Re: [buildcheapeeg] EDF and DDF file formats

From: Dave (dfisher_at_pophost.com)
Date: 2002-03-12 20:37:37


On Tue, 12 Mar 2002 11:17:39 +0000, Jim Peters wrote:

Just a quick preamble to this discussion--I see two levels to our file storage
of data:

1. Raw output from the biofeedback device, and
2. Customized storage (EDF, XML, or otherwise) of processed data.

But is there any reason to use the first kind of file (raw storage) for
anything else other than simulation purposes? Jim-M, I recall you mentioning
at one point how the raw output from the device was important, but I do not
recall in what way you used this?
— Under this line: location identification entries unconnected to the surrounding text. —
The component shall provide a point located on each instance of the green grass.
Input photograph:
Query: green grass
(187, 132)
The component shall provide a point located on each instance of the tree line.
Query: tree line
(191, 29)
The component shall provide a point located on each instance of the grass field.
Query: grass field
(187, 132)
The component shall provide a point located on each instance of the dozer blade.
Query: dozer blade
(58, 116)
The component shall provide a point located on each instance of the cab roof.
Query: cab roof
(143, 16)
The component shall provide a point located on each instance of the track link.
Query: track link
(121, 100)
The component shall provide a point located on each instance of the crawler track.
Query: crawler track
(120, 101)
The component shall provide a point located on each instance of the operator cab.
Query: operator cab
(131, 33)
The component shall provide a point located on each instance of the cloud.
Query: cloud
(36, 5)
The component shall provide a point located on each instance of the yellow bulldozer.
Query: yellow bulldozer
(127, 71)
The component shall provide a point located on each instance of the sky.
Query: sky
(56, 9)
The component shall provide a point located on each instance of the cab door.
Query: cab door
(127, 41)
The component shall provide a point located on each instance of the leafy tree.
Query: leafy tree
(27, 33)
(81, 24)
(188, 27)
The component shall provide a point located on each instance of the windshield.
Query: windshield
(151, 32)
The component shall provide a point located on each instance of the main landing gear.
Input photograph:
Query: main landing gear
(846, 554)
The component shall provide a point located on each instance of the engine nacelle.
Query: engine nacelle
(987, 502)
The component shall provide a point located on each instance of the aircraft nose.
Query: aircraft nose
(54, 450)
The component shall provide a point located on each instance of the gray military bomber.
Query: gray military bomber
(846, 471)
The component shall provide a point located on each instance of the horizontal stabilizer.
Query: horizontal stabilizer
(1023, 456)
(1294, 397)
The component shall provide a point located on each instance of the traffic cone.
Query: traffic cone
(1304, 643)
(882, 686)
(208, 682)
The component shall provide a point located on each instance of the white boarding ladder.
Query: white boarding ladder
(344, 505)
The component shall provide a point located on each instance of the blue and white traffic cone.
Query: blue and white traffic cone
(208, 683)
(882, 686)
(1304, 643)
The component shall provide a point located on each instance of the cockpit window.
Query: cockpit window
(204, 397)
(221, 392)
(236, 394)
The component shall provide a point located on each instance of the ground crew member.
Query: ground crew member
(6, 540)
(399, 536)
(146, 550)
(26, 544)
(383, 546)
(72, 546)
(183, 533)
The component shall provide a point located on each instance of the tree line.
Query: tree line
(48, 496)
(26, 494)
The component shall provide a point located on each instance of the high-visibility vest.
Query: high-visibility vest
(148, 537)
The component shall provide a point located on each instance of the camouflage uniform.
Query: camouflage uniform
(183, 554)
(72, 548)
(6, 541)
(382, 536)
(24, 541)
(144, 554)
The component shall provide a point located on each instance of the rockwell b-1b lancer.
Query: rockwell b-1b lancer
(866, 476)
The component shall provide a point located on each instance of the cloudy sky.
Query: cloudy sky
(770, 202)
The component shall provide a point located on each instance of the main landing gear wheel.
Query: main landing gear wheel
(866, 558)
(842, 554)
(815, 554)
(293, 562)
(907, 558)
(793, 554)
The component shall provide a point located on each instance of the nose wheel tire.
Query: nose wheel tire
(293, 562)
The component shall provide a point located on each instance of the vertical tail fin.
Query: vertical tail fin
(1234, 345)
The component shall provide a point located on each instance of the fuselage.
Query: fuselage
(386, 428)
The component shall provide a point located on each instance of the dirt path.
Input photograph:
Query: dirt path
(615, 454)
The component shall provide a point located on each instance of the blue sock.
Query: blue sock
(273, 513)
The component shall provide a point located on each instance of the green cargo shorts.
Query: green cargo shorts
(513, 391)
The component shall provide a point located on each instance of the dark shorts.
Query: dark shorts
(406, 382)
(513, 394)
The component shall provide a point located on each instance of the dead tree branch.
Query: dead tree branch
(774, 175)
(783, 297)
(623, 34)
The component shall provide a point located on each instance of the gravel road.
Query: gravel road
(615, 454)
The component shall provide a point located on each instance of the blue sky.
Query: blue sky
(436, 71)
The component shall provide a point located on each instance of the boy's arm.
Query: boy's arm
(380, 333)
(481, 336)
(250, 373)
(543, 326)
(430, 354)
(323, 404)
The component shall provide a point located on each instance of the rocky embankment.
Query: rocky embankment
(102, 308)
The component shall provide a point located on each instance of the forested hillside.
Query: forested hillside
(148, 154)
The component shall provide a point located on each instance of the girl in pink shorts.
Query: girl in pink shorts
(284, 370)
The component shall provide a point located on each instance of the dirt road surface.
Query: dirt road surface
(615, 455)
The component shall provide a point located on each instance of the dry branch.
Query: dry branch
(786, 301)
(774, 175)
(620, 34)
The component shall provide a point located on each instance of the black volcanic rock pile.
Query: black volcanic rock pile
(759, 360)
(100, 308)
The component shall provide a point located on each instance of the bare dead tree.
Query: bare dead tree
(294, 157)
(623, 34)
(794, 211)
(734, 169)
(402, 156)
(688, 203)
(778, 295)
Was it only for after-the-fact analysis?

I can also see it useful in that it would be helpful for other developers who
do not have biosensory equipment yet to work on code, but beyond that, does it
have any further purpose?

I only mention this because right now our discussion is focused on the second
of the two points above, and that if we are going to keep the raw data stream
coming from the biodevice encoder, then that information (as to what the
encoder is, ProComp, BrainMaster, Jeorg's, Andreas', etc.) will need to be
stored in our data files for the session also so that the raw file can be read
by the correct Device class.

>Requirements to make this real:
>
>- We need a suitable XML library that will build on both MinGW and
> Linux. Probably there is one, but someone needs to look at this.
>
>- Someone will have to write a class or library to read/write/seek
> around this kind of file.

I am attracted to keeping session data (client name, electrode placement,
annotation marks, etc.) separate from biosensory data for a variety of reasons.
Storing immense amounts of time-series related data in the ASCII format of XML
seems an odd thing to me, especially when you start thinking in terms of
navigating that file for playback purposes. I also think that session
information might be more fluid, at least in terms of evolution and what we
decide to add, whereas (hopefully), the storage of the time-series related data
will not be. In that sense, XML can be used for session data, and a binary
format for the time-series data. I, too, have never worked with XML, but it
sounds like a good option for our session data and I'm sure that due to its
popularity that there are portable libraries available.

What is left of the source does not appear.